再び歩き始めたアイラの前方から、道を塞ぐように大柄な男三人が歩いて来た。
端に避けたものの、一番左にいた男が、乱暴にアイラに突き当たった。
「いってえな、おい! どこに目え付けてやがる!」
「……ぶつかってきたのはそっちだろう」
「何だと!? 生意気な口を利くな、ガキのくせに!」
ぴくりとアイラの眉が動いた。
「おい、小僧。大人への口の効き方も知らんのか?」
「……私は女で成人済みだし、自分の過失をさもこっちの過失みたいに言ってくるような輩に、丁寧な口を利く気もないね」
胸倉を捕まれ、引き寄せられる。次の瞬間、男の鼻に、切れたアイラの拳が叩き込まれた。
男の手の力が緩む。
「こんの野郎!」
三人に囲まれる。周囲に悲鳴やざわめきが広がる。
苛立ちが最高潮に達したアイラは、頭に血が上っている人間とは思えないほど冷静に、周囲の状況を捉えていた。

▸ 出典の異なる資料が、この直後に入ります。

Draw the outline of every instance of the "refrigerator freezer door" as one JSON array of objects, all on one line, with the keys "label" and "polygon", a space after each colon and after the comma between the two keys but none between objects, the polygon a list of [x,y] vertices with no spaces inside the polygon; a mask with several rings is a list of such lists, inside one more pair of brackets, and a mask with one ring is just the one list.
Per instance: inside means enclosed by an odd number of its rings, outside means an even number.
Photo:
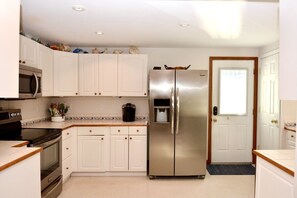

体格差だけを見れば、アイラの方が不利なのは火を見るよりも明らかだ。
加えて三人からの攻撃を、十分に避けられるだけの余裕はない。
結果、アイラは男達から飛んでくる拳や蹴りをひたすらさばいていた。
さばきながら、相手の力量を計る。
(……数に頼っているだけか。大したことはないな)
そう結論付けたアイラは、一転して攻勢をかけた。
正面の、狐のような顔の男が振るった拳をひょいと避け、下から顎を殴り付ける。
その一撃で気絶したのだろう、男が仰向けに倒れる。
次いで、怒号と共に迫ってきた鼻血まみれの男の顔に、身体を回すようにして裏拳を打ち込んだ。
向き直って見れば、鼻血男は口からも血を流している。地面に白いものも落ちていた。どうやら、歯が何本か折れたらしい。
両側から、腕を掴まれる。アイラの矮躯が一瞬伸び上がり。それから沈み込んだように見えたときには、二人の男は互いの頭を嫌というほどぶつけ、地面に伸びていた。
詰めていた息を吐き出し、ふん、と鼻を鳴らしてその場を去るアイラ。
そんな彼女を、人混みの中から見つめる人影があった。
口々に騒ぐ野次馬に気を取られた様子もなく、その男は苦虫を噛み潰したような顔で踵を返した。